Friday, July 1, 2011

Sentimentality...

I can't really describe the feeling of listening to an old album that has been collecting dust (metaphorically, since all of my cds are on my computer). It is like rekindling an old friendship--the friend never left you, you knew that they were always there to support you, but because of time or change or what-have-you, you lost touch. Coming back together is a flood of emotions and feelings that you had forgotten about. Sometimes this reunion is bittersweet, conjuring up memories from the past that you had wished to forget, while other times it just brings the simplest smile to your face.

I also love that, no matter how much time has passed, you still know all the lyrics to all the songs on said album. And each song holds special meaning. It is the small things in life that truly remind me of how wonderful life is. And how life without music or art or more aptly put, beauty, however you define that, is simply not worth tolerating.

Anyway, today, while perusing through my iPod looking for a suitable cd to listen to while I read my book, I came across Natalie Merchant's "Tigerlily."



I have not listened to this album in its entirety, I am guessing, since I was in junior high going through that whole Lilith Fair phase. (Who am I kidding, I am still IN the Lilith Fair stage, though I believe everyone else refers to this as "lesbian rock" and the artists have changed over time, but whatever). Thinking that this overcast day was the perfect opportunity to reunite with Ms. Merchant, I have now listened to the cd well over three times. And I remember every single word to every single song. And it brought back such a flood of sentimental memories, I had to go for a walk to sort of rehash through some things.

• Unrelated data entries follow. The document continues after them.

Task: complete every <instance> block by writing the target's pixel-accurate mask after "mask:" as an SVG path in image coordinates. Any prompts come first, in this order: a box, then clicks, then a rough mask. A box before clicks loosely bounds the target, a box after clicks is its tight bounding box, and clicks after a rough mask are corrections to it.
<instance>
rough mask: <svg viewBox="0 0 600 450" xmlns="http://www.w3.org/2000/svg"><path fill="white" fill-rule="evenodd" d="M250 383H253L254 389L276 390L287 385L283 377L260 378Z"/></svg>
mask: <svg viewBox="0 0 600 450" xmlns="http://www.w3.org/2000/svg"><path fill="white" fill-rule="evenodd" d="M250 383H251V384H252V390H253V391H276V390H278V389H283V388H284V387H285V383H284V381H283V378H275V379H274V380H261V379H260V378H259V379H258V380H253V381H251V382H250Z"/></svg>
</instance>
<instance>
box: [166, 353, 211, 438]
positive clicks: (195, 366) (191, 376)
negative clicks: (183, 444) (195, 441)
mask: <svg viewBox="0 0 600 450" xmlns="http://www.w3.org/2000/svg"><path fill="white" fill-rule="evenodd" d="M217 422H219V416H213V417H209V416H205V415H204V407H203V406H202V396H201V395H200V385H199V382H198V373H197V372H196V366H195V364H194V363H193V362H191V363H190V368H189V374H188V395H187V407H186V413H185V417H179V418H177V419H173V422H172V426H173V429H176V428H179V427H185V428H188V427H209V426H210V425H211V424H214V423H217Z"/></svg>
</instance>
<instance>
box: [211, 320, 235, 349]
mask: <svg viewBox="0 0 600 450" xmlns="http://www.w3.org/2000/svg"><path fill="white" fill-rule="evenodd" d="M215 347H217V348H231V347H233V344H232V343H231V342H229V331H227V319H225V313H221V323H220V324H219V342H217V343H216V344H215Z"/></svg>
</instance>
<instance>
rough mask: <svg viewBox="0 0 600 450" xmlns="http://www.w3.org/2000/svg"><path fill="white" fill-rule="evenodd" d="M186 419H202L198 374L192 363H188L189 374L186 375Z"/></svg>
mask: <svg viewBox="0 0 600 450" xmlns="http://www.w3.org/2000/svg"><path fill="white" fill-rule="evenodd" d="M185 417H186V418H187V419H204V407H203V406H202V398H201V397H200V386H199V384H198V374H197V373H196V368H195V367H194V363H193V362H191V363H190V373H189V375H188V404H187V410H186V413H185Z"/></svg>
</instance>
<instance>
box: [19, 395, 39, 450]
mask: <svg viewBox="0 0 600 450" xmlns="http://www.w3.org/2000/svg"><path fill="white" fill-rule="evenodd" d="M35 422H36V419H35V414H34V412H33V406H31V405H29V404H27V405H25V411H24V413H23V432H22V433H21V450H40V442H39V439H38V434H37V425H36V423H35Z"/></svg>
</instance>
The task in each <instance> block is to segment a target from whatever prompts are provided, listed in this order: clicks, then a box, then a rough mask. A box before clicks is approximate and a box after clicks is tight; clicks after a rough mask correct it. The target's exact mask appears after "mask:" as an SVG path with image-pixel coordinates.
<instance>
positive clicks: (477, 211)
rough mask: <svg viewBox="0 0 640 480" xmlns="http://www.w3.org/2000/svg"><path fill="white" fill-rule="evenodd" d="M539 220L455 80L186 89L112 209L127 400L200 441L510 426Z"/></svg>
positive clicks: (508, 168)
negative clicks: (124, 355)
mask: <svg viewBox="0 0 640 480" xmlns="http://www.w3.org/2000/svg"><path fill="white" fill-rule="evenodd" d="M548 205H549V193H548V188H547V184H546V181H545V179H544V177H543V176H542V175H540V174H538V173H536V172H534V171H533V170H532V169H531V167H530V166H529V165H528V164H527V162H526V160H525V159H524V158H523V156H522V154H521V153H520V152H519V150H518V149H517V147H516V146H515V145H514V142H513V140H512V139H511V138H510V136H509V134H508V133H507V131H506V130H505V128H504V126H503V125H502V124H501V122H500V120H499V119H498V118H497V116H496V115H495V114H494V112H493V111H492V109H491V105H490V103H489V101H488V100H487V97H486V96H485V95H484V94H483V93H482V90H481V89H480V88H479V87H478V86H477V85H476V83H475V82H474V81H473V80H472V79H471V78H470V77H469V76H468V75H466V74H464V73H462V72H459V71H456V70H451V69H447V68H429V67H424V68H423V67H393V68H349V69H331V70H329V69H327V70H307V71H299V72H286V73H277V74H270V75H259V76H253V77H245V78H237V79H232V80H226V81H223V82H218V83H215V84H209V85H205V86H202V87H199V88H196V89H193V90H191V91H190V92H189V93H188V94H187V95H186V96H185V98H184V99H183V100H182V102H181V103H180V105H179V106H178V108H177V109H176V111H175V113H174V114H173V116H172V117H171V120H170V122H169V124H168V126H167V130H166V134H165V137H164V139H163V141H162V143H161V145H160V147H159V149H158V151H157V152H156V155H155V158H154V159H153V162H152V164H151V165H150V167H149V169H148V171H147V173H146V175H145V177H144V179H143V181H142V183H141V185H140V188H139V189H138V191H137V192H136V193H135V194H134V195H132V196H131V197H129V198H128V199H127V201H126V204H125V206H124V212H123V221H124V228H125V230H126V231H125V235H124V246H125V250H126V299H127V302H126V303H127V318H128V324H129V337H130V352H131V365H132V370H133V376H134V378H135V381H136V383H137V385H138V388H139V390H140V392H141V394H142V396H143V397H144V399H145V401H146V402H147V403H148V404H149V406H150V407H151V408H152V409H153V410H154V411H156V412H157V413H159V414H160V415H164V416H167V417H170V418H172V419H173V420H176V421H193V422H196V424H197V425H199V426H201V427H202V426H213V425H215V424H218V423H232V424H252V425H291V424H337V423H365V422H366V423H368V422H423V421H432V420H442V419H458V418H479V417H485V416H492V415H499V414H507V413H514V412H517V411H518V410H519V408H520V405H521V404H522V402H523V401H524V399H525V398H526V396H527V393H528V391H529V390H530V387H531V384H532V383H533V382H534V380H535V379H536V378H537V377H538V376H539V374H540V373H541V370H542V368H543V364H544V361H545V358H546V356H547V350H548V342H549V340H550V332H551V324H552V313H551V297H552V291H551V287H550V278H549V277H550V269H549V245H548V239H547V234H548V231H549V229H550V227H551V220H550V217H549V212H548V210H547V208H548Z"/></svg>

This cd reminds me of the Idaho mountains in winter. Not just the mountains themselves, but the smell, the feel, the taste, everything. And this is one of the things I miss most about Idaho when I am away for a long time. It is just a feeling. I think anywhere you grow up and have distinct memories of will elicit this sort of gut-wrenching yearning to be back in that place. Walking through the trees and knee-deep snow in the dead of winter, smelling fires burning, people making hot chocolate, the sound of the wind in the bare trees. The nights when the snow just falls perfectly under lights and there are no cars on the road. Everything seems so peaceful and so right (right up until you have to wake up the next morning and drive to work in "winter conditions," at which point my happy, little meditation state is replaced by me screaming at 2C drivers on the connector).